Hong Kong / Vows / 1976

Hong KongI gave it all away, all the cash I had on me down to my least coin. It was like feeding chickens. That back street in Kowloon was famous for its beggars, and once I started handing out cash it didn’t take long. Pierre Cardin suit, Italian shoes, silk tie, a foot taller than all the poor dudes that crowded around me. In my coat pocket was my final purchase—a pint of Wild Turkey. I remember it was a chilly night, December. Of course, I had a hotel room to go back to, and the next day I could go to the bank and get more cash, but I was celebrating my freedom by giving away my chains.

Seventy-six was a tough year, my thirtieth—burn out and break down at my editor’s job in Berkeley, a state of imploding confusion in my so-called love life, shrinks and drugs and a growing fear of others. There was the odd but deeply felt conviction that I didn’t want a future, but I had zero attraction to thoughts of suicide. I didn’t want to perform; I just wanted to wander and watch. It had taken me less than a month to get sacked from my Hong Kong editing job.

A couple of nights before that night in Kowloon I had done a Kiwi bloke I had met the favor of taking him to a respectable whorehouse.
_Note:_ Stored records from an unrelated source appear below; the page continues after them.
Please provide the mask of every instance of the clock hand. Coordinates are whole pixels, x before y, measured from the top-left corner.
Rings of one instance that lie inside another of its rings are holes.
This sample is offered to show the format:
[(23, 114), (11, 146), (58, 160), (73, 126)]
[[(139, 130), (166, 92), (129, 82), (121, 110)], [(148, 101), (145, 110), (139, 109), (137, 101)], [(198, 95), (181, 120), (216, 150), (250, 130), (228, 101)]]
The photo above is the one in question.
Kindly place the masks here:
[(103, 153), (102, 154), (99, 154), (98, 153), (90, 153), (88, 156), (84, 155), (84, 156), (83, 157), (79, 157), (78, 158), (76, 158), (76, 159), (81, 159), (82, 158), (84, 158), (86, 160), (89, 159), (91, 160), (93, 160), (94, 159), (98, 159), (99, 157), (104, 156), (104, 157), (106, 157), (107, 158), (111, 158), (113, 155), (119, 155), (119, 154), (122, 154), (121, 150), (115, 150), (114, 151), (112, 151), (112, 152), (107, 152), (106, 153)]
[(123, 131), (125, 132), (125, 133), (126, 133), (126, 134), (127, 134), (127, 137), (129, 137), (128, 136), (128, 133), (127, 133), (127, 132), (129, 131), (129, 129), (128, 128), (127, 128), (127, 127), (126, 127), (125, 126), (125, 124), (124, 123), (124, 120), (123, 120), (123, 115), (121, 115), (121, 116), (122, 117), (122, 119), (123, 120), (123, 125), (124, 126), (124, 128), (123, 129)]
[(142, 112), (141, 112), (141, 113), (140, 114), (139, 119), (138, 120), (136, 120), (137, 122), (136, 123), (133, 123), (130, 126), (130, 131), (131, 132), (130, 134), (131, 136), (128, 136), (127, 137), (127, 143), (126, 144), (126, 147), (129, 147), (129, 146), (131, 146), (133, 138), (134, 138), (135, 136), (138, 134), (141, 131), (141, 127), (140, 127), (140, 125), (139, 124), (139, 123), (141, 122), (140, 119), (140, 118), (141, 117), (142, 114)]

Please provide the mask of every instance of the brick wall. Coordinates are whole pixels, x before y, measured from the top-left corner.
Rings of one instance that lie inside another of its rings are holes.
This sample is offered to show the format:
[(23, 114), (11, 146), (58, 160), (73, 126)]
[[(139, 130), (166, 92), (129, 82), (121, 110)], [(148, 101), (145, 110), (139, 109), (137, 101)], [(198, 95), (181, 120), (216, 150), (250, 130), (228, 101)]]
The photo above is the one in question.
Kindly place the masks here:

He was headed off to an Arctic oil rig for six months and wanted a weekend of companionship to send him off. I knew where to take him from wandering and watching, not from performing. The American Nam thing was winding down, and there were a lot of under-employed prostitutes in Hong Kong now that the Yanks were no longer coming there for R and R. He picked his girl out of the second group the Mamasan sent over to our booth. He seemed happy and I got up to leave. Only Mamasan wouldn’t let me. She and a line of her girls blocked the door. What about me? Her girls weren’t good enough for me? By now some of the girls were cursing me in Cantonese and others were crying and running away. Mamasan picked up a bottle and waved me away from the door. The Kiwi bloke was laughing, but it wasn’t funny. Mamasan yelled something toward the back of the room, and the most attractive, princess-petite girl we had yet seen, dressed in a slit green silk kimono, stepped through a bead curtain. I would take her, Mamasan insisted. But I’m a priest, I told her. Ha, she said, priests like it more than most. Mamasan walked over to take the shy girl by the arm and bring her to me. I bolted for the exit, shouldering aside the girls who tried to stop me. They clawed at my back as I got the door open and hit the street running. Those words, but I’m a priest—that lie—stuck with me. Why not undo the lie and become a priest?

There are three vows—poverty, chastity, and obedience. You can’t grow up Irish Catholic without knowing that. I had a brother who was a priest. So, I decided to start with the first vow, poverty, and gave away all my cash. But that was just symbolic. I had decided that what a vow meant was to disavow all interest in what the vow forbade. Henceforward, money would be a null set. If I had some, fine; if I didn’t, fine. Its accumulation would no longer be of any interest to me, no longer any sort of index of success or failure. As I gave my cash to the beggars on that cold Kowloon back street, I smiled and said, “Null set, null set,” and they smiled back, nodding, saying “Nur sut, nur sut.” We had a great time.

I moved out to Zhang Zhou then, a tiny island on the outer edge of Hong Kong Territory, where there were no roads or vehicles and a room was cheap, a two hour ferry ride from downtown. A junk with an eternal oil slick trailing from it was anchored in the rock-bound cove outside my window. I considered the other two vows. I knew enough about the history of Christian chastity to know that it wasn’t about fucking but about non-attachment to the non-spiritual. I couldn’t imagine denying my impulse to fuck, but I had non-attachment down cold, as it were. If I couldn’t make a virtue out of that, I might at least employ it as an armoring vow. Obedience was the bigger problem. Thirteen years before the Jesuits had rejected me because of my psychological problems with authority. But I found a way around that one, too. I would pledge my obedience to myself, that inner self I had always fought with. If it said head north, I’d head north. If it said find a place to hide, I’d find a hideout. If it told me all this is wrong, I’d drop it and leave. One morning the junk and its oil slick were gone.

I tried to live that way the next five years, on the road a lot. For a while a few people worried about me, but they got tired of that and left me alone. I didn’t make much money, but I didn’t starve. All in all I don’t think vows are a very good idea—that authority thing again. After a while I was happiest when I forgot them and just got on with what I was doing, though I was still broke.